È quanto emerge dalla ricerca “Il paradosso dell’olio d’oliva: prodotto sostenibile, comunicazione acerba”, a cura dell’Alta Scuola Impresa e Società dell’Università Cattolica (Altis) e condotta da Stella Gubelli e Valentina Bramanti su un campione di 43 aziende operanti nella produzione e commercializzazione dell’olio d’oliva con un fatturato superiore ai sei milioni di euro.

Dall’indagine risulta che il 58,1% delle aziende sia ancora ai primissimi passi o non abbia ancora preso coscienza di come la sostenibilità possa portare valore aggiunto sia nei processi aziendali che nelle relazioni con gli stakeholder. Solo il 7% del campione, poi, è pienamente consapevole di come la sostenibilità possa costituire un vantaggio competitivo differenziante.

Altra nota dolente è rappresentata dalla comunicazione: la maggior parte delle aziende all’interno del proprio sito non comunica alcuna informazione riguardante la sostenibilità (16%) oppure lo fa in maniera incompleta, poco approfondita e non strutturata (47%).

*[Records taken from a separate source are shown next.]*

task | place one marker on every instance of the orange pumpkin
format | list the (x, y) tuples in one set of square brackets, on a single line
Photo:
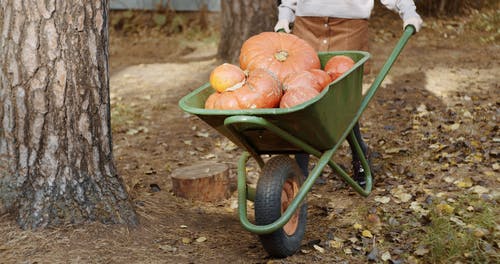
[(295, 97), (314, 78), (338, 65), (280, 53), (322, 77), (261, 90), (227, 76)]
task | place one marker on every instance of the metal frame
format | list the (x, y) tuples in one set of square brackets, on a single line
[(325, 158)]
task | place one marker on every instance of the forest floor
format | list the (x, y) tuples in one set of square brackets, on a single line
[(432, 127)]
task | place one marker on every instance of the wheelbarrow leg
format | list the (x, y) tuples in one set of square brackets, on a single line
[(358, 171)]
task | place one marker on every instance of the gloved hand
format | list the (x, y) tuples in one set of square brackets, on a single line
[(415, 21), (282, 24)]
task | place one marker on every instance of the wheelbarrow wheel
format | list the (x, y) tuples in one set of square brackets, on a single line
[(278, 185)]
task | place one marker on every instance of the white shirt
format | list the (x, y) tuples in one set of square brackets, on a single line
[(358, 9)]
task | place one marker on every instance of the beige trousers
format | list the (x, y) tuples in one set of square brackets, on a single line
[(331, 34)]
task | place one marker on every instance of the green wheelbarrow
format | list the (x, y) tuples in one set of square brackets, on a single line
[(317, 127)]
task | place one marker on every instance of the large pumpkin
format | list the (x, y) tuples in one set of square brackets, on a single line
[(280, 53), (336, 66), (294, 97), (314, 78), (261, 90)]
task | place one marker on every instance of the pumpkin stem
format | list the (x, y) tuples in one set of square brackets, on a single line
[(281, 55)]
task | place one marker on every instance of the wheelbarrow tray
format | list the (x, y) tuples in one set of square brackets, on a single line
[(320, 122)]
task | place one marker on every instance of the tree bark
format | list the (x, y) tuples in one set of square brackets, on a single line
[(56, 162), (240, 20)]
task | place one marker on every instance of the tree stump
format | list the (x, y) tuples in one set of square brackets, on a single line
[(205, 181)]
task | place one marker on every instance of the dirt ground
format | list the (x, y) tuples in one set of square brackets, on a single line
[(432, 128)]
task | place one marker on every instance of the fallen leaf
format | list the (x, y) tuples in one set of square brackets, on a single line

Inoltre se il 37% del campione ha una sezione dedicata alla sostenibilità, di questo esclusivamente il 14% ne presenta una che contempla in modo approfondito diverse tematiche, dimostrando una vera presa di coscienza rispetto al valore della sostenibilità.

Quanto ai temi di sostenibilità presidiati e comunicati, il maggior impegno delle aziende è concentrato su pratiche relative qualità e sicurezza dei prodotti (74,4%), tracciabilità e trasparenza (41,9%), salute e sicurezza dei lavoratori (41,9%), approvvigionamento responsabile (39,5%),  gestione energetica (39,5%) e attenzione ai temi del consumo consapevole e dell’educazione alimentare (37,2%).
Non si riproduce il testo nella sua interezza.